Da più parti si afferma che la guerra in Ucraina modificherà sensibilmente i rapporti internazionali. Come sarà il mondo dopo questo conflitto, che ci si augura finisca quanto prima?
È difficile prevedere come sarà un post-conflitto in una fase in cui non è dato di sapere quali sviluppi assumerà e come potrà concludersi. La speranza rimane sempre che esso finisca quanto prima, possibilmente senza altre vittime, perché ogni attimo in cui si prolunga è di troppo. Il conflitto in Ucraina è anche il risultato di rapporti internazionali incrinati da anni. Nessun conflitto nasce infatti dal nulla. Esso rappresenta, nello specifico, la conseguenza di azioni e decisioni che si sono sedimentate nel corso del tempo, di anni, e questo, purtroppo, a scapito di una moltitudine di innocenti. L’urgenza, in questo momento è porre fine al conflitto e ristabilire la giustizia e, di seguito, unire gli sforzi per ricostruire, non solo quanto è stato distrutto materialmente, ma anche la devastazione che la guerra causa negli animi delle persone e nei rapporti tra i gruppi sociali e i popoli. Questo vale per la guerra in Ucraina come anche per tutte le guerre che sono in atto in questo momento e che sembrano dimenticate o per quei conflitti cosiddetti dormienti. In tal senso, il monito del Papa che ci ricorda come ci troviamo a vivere una terza guerra mondiale frammentata è purtroppo realtà. Serve una mobilitazione internazionale alimentata da buona volontà, da un’apertura ad un vero dialogo e, soprattutto, dal desiderio tenace di porre fine a questi conflitti operando per il ristabilimento della pace. Serve più che altro un lavoro meticoloso nel ristabilire fiducia fra le nazioni per arrivare non ad una pace apparente, ma ad una armonia effettiva nel vissuto quotidiano. Per questo sarebbe necessario un approccio che, mettendo da parte la logica del potere e del dominio, abbracci una politica in grado di porre la dignità della persona umana al centro di ogni azione.
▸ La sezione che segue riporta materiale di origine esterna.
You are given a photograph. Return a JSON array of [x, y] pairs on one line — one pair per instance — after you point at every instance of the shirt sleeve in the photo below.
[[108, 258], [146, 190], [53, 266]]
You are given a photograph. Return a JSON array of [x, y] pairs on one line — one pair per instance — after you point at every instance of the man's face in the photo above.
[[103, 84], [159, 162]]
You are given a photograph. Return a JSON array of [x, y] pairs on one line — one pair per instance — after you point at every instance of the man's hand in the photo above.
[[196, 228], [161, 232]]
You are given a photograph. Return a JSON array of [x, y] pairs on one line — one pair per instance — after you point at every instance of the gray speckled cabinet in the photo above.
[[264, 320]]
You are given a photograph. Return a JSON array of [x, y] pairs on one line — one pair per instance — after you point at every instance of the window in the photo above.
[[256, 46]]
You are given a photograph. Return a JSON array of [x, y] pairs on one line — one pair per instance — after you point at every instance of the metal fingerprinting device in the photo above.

Nel 1975 la Conferenza di Helsinki, che vide la firma di un documento da parte di 35 Stati, tra i quali Usa e Urss, stabilizzò le relazioni tra il blocco occidentale e quello comunista. Potrebbe oggi un’iniziativa del genere risolvere le frizioni attuali anche se in un mondo sensibilmente mutato rispetto a quasi 50 anni fa?
Bisogna ricordare che la Conferenza di Helsinki del 1975 è stata il frutto di un lungo processo. I primi suggerimenti per una Conferenza sulla sicurezza europea esistevano già dai primi anni cinquanta e vennero formalizzati con l’appello di Budapest del 17 marzo 1969, rivolto dai Paesi membri del Patto di Varsavia agli Stati europei, proponendo la preparazione di una riunione paneuropea, con lo scopo di trovare una soluzione alla divisione dell’Europa e per creare un solido sistema di sicurezza collettiva. L’appello affermava “il presente e l’avvenire dei popoli dell’Europa è legato indissolubilmente al mantenimento e al consolidamento della pace sul nostro continente.” La Santa Sede è stata invitata a partecipare ai preparativi di una tale conferenza e ha potuto contribuire con la sua propria visione alle intense discussioni tra gli Stati che hanno dato vita alla Conferenza di Helsinki. Per lanciare un tale processo di dialogo, sempre valido per superare le forti contrapposizioni, mi pare fondamentale il riconoscimento che la pace fra le nazioni come valore morale prima ancora che come questione politica “può venire instaurata e consolidata solo nel pieno rispetto dell’ordine stabilito da Dio” (Giovanni XXIII, Pacem in Terris), da cui segue la responsabilità di proteggere la dignità umana. Quando si parla di una nuova Conferenza di Helsinki, si sottolinea principalmente lo spirito, quello di cercare nel dialogo e con parità di diritti, principi condivisi e reciproche garanzie di sicurezza basate su intese diplomatiche, che tornino, alla fine, a favore di tutte le parti, benché si tratti di soggetti con interessi contrapposti. Logicamente, tutte le conferenze di pace richiedono uno sforzo, ma anche sacrificio, reciproca disponibilità a trovare compromessi, in vista del bene supremo della pace.